被擰斷脖子的青年倒地之前,寧南琴同樣抽出他腰間的手槍,在江北大院裡精修多年的槍法,終於派上了用場,儘管準確度和連射頻率不如秦玄羽那麼變態,卻還是在有限的時間內,殺光了餘下站著的人。
當最後一顆子彈,即將射入帶疤中年的眉心時,秦玄羽彎腰前沖,猛地將其撲倒在地。
就算帶疤中年是個傻子,也能在短瞬之間明白過來了。
隨同他們上船的這對華夏情侶,根本不是什麼來旅遊的遊客,而是受過專業訓練,比他們強悍幾百倍的殺人好手!

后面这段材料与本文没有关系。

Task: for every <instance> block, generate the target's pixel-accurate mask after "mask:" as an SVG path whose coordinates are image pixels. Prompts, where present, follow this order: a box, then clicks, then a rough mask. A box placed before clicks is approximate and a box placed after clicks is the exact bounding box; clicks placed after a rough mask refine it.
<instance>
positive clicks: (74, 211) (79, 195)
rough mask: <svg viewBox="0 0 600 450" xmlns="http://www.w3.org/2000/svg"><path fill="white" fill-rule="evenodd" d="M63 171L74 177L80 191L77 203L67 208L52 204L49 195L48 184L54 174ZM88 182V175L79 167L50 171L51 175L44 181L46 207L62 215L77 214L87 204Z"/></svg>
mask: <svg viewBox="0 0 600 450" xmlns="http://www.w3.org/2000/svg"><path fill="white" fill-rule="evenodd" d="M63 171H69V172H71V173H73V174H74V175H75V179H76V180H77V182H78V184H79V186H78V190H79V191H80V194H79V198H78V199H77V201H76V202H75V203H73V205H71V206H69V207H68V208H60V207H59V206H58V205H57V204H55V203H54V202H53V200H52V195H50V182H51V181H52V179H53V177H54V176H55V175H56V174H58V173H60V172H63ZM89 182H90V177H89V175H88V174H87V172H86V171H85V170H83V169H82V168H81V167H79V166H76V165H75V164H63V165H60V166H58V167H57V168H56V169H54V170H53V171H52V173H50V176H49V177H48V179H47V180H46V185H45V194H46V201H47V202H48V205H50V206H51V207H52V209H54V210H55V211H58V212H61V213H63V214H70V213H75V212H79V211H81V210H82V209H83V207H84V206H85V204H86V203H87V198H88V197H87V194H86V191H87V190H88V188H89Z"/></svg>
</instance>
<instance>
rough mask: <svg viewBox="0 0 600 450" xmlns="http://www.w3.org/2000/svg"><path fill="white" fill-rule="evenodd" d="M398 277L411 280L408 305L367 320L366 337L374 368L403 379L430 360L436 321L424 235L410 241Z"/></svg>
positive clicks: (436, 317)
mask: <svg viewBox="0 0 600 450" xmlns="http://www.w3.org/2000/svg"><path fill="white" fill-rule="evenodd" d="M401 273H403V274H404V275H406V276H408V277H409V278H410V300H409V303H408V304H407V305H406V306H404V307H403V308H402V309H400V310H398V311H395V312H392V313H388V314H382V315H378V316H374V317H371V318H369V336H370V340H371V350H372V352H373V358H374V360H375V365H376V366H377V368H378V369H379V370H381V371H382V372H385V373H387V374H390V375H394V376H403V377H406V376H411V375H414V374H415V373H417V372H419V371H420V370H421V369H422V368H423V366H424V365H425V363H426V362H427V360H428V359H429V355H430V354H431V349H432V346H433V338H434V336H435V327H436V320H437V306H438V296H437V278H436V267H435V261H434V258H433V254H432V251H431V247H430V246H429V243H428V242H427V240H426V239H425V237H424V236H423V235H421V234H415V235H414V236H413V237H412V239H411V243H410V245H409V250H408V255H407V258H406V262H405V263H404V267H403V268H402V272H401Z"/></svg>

儘管帶疤中年過去經歷過無數腥風血雨,自詡也是見過不少大場面的人了,但當生死危難降臨在自己頭上的這一刻,他仍然不免被嚇得屁滾尿流。
被秦玄羽撲倒在地,堪堪撈回一條狗命的帶疤中年,雙手捂住腦袋,瘋狂吶喊道:「別殺我!不要殺我!」
秦玄羽像是拎小雞仔似的,擰著帶疤中年的衣領站起來,隨即扭頭沖寧南琴苦笑道:「不是說好就讓你殺兩個的嗎?」
寧南琴見他有意留帶疤中年一條命,索性就把槍給放下了。「我擔心他們反應過來對你出手,所以就順便多殺了幾個。」
不愧是原江北軍區總司令的親孫女,第一次殺人的她,沒有像普通人那樣感到噁心,趴在一邊大吐特吐,反而臉上保留著那份激動的神采,在這份激動當中,還殘存著些許不爽。
沒殺夠的那種不爽。
秦玄羽內心狂汗不止,看來以後得對這個妞兒好點,不然萬一惹她生氣了,回頭在床上隨便擰巴他兩下,小秦玄羽的性命怕是很難得到保障。